Jauru, no Oeste de Mato Grosso, criou o Programa Municipal de Combate ao Desperdício de Alimentos e o Banco Municipal de Alimentos Solidário. A lei foi sancionada pelo prefeito Valdeci José de Souza, o Passarinho (União Brasil), em 14 de agosto, após aprovação pela Câmara Municipal.
A iniciativa permitirá que alimentos que perderam valor comercial ou apresentam imperfeições estéticas, mas continuam próprios para consumo, sejam destinados a famílias em situação de vulnerabilidade social e insegurança alimentar.
O projeto foi elaborado por acadêmicos da Universidade do Estado de Mato Grosso (Unemat), do campus de Pontes e Lacerda, por meio do projeto de extensão Troca de Saberes: a Técnica na Prática, e encaminhado à Câmara pelo Executivo. A prefeitura terá 90 dias para regulamentar o funcionamento do banco.
Quem poderá doar
A adesão será voluntária e poderá envolver supermercados, mercados, sacolões, feiras, produtores rurais, restaurantes, hotéis, padarias, cozinhas industriais, atacadistas e distribuidores.

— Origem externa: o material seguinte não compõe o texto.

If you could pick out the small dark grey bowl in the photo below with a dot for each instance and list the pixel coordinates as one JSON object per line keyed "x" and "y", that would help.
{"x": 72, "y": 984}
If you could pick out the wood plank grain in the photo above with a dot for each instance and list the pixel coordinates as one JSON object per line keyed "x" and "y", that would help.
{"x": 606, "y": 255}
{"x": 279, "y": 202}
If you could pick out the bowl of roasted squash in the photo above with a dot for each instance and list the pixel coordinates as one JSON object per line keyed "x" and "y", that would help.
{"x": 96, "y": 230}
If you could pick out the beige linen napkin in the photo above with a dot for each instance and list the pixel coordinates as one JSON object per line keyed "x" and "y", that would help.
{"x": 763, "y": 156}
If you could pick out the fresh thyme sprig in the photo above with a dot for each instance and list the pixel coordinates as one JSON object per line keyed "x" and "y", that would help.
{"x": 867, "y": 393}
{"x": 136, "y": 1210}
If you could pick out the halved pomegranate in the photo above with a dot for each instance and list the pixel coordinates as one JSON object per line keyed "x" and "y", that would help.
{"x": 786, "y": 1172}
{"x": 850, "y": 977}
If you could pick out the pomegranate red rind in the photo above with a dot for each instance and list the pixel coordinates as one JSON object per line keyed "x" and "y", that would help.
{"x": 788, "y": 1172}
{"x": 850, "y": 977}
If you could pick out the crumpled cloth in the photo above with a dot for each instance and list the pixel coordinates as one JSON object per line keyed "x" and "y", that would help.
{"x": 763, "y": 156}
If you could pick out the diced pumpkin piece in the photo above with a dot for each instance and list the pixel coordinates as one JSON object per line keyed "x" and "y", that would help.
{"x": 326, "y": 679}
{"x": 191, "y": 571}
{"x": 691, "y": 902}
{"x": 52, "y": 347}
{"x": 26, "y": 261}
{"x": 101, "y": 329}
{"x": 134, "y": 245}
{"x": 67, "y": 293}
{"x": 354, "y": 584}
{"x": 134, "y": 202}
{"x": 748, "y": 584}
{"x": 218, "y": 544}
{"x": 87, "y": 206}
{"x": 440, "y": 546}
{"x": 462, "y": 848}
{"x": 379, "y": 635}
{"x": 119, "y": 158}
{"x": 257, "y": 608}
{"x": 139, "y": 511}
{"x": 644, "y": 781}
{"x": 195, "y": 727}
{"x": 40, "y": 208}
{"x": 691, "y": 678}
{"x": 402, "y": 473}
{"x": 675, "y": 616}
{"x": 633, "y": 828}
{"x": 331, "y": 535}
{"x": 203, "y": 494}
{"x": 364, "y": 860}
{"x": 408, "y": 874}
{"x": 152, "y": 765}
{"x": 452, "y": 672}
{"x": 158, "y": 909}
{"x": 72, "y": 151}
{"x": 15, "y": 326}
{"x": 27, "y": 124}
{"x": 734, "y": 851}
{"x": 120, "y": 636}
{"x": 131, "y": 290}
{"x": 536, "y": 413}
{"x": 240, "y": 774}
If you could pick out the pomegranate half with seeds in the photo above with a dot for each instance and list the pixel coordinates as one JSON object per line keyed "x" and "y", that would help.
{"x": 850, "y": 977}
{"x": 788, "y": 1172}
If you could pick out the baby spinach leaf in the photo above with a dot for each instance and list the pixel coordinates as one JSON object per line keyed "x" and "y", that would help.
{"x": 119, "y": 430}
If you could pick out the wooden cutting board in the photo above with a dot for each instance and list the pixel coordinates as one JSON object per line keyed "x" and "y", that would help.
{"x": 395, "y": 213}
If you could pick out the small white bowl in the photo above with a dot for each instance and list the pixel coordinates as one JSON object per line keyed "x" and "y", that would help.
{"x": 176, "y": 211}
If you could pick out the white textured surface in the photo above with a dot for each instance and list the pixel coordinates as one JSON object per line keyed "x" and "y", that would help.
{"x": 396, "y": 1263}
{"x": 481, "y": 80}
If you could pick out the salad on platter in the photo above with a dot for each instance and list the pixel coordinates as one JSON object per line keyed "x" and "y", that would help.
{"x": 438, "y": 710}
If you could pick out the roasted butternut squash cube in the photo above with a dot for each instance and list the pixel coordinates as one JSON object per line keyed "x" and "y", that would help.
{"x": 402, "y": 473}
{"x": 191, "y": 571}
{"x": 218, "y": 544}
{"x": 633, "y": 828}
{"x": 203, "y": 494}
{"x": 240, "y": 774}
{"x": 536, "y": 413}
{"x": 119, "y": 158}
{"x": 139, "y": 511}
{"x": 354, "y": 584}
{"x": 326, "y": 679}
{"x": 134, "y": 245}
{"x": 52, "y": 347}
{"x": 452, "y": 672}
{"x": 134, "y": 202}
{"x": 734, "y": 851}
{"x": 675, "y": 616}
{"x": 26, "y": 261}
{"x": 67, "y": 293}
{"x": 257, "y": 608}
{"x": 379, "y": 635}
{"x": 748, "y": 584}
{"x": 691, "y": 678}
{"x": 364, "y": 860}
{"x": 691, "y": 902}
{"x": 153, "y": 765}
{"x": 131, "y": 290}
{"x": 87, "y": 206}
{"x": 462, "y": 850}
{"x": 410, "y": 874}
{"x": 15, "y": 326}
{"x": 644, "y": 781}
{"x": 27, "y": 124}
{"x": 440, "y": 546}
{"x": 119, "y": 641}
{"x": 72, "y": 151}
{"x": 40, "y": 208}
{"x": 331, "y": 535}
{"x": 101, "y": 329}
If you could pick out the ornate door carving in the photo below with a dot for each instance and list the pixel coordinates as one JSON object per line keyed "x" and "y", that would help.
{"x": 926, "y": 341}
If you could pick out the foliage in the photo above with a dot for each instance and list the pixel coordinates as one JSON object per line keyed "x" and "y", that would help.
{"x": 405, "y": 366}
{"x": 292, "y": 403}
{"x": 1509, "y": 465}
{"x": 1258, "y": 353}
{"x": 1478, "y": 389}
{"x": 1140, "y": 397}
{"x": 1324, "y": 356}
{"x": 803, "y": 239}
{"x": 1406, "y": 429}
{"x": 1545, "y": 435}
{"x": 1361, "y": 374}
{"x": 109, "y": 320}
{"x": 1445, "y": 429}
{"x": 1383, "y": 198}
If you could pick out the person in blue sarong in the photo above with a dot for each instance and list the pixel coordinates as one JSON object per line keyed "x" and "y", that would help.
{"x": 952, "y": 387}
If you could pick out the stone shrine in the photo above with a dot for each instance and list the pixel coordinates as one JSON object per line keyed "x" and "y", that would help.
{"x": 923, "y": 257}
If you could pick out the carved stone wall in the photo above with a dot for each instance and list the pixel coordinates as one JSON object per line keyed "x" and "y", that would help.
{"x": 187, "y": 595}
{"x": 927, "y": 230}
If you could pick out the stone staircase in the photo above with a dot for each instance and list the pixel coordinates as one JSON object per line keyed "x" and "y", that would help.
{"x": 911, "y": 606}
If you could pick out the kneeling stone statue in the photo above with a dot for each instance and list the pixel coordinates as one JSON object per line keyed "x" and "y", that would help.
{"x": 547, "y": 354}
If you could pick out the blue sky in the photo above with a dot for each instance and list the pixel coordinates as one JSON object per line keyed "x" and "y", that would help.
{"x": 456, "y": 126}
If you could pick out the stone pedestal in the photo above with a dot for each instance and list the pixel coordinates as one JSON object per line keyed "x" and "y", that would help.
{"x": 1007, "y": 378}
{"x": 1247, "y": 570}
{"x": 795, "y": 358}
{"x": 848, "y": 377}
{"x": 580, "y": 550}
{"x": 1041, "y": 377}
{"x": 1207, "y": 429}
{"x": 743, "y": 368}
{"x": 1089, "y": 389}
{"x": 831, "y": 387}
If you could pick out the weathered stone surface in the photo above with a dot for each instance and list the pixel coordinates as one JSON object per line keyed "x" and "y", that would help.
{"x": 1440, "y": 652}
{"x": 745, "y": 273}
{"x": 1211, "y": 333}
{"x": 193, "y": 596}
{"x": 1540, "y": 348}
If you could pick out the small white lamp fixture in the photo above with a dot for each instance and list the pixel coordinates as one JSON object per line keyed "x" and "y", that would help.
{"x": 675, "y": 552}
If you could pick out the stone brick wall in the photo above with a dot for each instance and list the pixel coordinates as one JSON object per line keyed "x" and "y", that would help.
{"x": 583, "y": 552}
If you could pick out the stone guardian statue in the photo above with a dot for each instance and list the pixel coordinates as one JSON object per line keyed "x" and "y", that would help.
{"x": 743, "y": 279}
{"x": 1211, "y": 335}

Poderão ser doados alimentos in natura, industrializados, embalados e refeições preparadas, desde que estejam próprios para consumo. Produtos vencidos, contaminados ou fora das normas sanitárias não serão aceitos.
A triagem será feita por profissional habilitado ou equipe técnica indicada pelo município. A Vigilância Sanitária ficará responsável pela fiscalização do recebimento, armazenamento, transporte e distribuição.
Famílias terão prioridade
A Secretaria Municipal de Assistência Social coordenará o programa, fará o cadastro dos beneficiários e organizará a distribuição.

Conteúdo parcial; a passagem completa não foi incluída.